The ministry subsequently said in a statement that it was looking at making such checks in cases where gun owners were conspicuous to the authorities, and that across-the-board psychiatric tests would not be introduced.
Federal Prosecutor General Peter Frank said on Friday that the suspect had a license for two weapons, and it remained unclear whether he had contacts with other far-right sympathizers at home or abroad.
Frank added that the gunman had sent a letter to prosecutors in November complaining about an unknown intelligence agency with powers to control people’s thoughts and actions.
“The letter did not include his racist calls for the extermination of certain peoples,” Frank told a news conference. “We did not launch an investigation based on the letter, which later appeared in the gunman’s racist manifesto.”
German media speculated that the gunman may have suffered from mental illness.
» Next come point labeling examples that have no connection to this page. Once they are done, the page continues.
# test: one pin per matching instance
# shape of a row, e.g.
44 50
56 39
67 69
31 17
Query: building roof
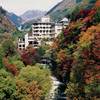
64 20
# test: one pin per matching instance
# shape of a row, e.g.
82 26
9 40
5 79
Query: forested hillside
77 52
74 59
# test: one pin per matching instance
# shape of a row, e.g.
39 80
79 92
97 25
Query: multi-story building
43 32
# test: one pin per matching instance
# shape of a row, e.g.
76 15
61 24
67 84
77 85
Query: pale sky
20 6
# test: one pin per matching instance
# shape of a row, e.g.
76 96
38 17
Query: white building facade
43 32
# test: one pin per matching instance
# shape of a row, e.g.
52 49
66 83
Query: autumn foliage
10 67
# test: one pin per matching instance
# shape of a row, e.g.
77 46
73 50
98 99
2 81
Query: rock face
5 24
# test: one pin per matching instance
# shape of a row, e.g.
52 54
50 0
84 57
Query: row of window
43 31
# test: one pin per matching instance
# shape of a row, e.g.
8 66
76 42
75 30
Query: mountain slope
15 19
59 11
5 24
32 14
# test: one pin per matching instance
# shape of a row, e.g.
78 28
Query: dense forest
75 55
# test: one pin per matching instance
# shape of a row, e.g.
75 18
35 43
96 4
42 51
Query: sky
20 6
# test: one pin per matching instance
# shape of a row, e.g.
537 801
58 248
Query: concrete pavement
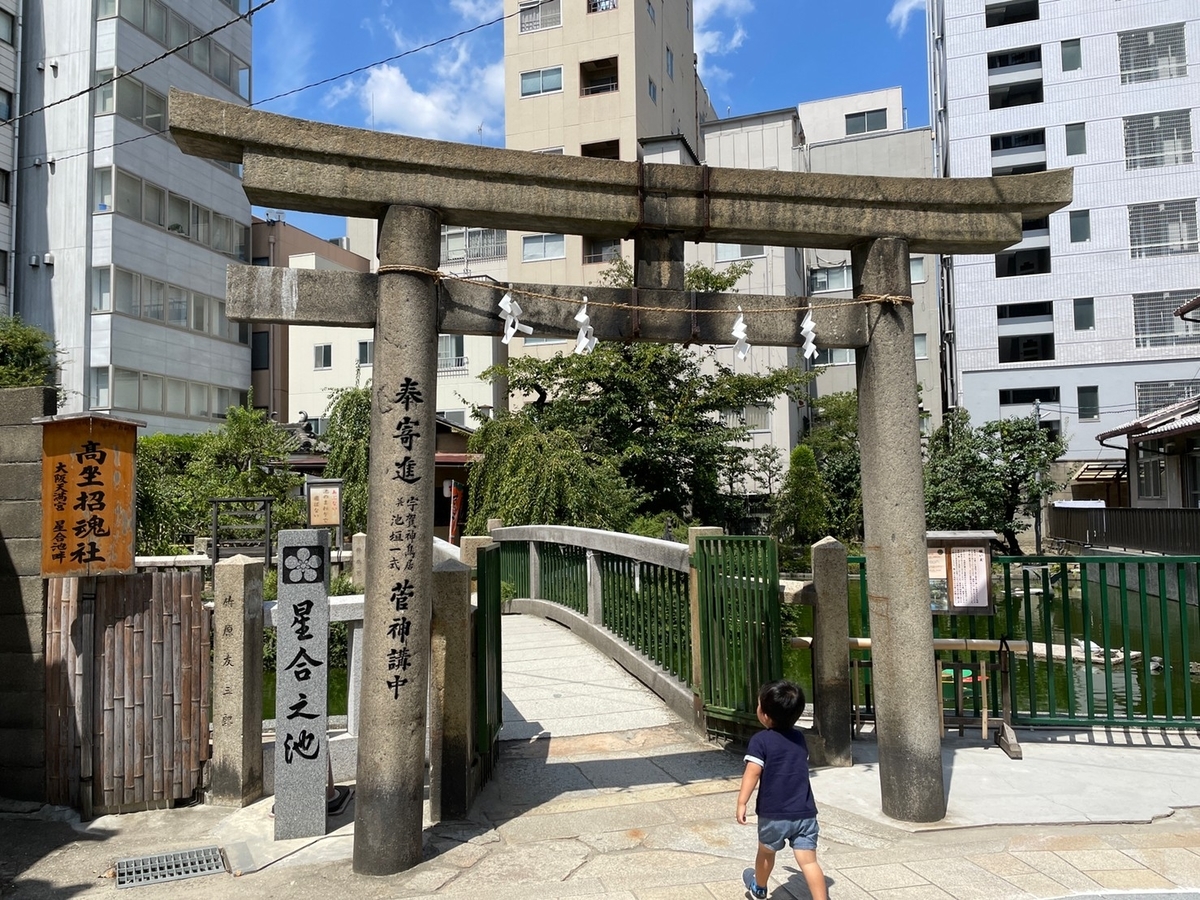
604 793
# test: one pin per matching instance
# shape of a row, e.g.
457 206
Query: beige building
292 367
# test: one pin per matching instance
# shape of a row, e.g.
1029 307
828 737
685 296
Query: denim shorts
774 833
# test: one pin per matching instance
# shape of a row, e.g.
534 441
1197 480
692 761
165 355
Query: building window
870 120
1015 263
261 351
1158 139
839 277
598 76
1084 309
1072 55
1089 403
1077 139
541 81
1024 313
535 247
450 353
834 357
1155 323
537 15
726 252
1152 54
1151 463
601 250
1026 348
1027 396
1012 12
1080 226
1163 229
100 397
1005 67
Joerg Meuthen, a senior member of the right-wing Alternative for Germany (AfD), tweeted: “He should have been in a psychiatric ward! Instead, they want to blame us for it.”
Michael Roth, Germany’s State Secretary for Europe, called the AfD “the political arm of right-wing terrorism” after the shooting spree.
In October, Chancellor Angela Merkel’s government outlawed the sale of guns to members of extremist groups monitored by security agencies and obliged online platforms to inform police about hate content.
Those measures followed the killing of a pro-immigration German politician in June and an attack four months later on a synagogue and a kebab shop in Halle by an anti-Semitic gunman who livestreamed his actions.
At least five of the Hanau victims were Turkish nationals, Ankara’s ambassador to Berlin said on Thursday. His government demanded a robust response, calls echoed by representatives of Germany’s large Kurdish community.
BETTER LAWS, OR BETTER CITIZENS?
Seehofer, leader of the Bavarian CSU, the sister party to Merkel’s CDU, said security forces had had successes in preventing hate crime, citing this month’s arrest of a far-right group accused of planning attacks against minorities.
But the threat from right-wing extremism, anti-Semitism and racism remained “very high” and existing laws needed to be enforced more robustly, he said.
Germany already has one of the lowest rates of death by firearms of any country. One member of Merkel’s CDU questioned what more could be gained by additional legislation.
“It will remain difficult to identify people who radicalize themselves in isolation and become lone perpetrators,” lawmaker Mathias Middelberg told the Deutschlandfunk public radio.
For others, the killings are rooted in deeper social issues that need to be tackled at source.
“Actions by the state are not enough. Each of us has a responsibility,” the chief editor of daily Sueddeutsche Zeitung wrote in a commentary.
“That begins with bad jokes and doesn’t just end with an unquestioning acceptance of everyday racism. We need to clearly call out such things for what they are.”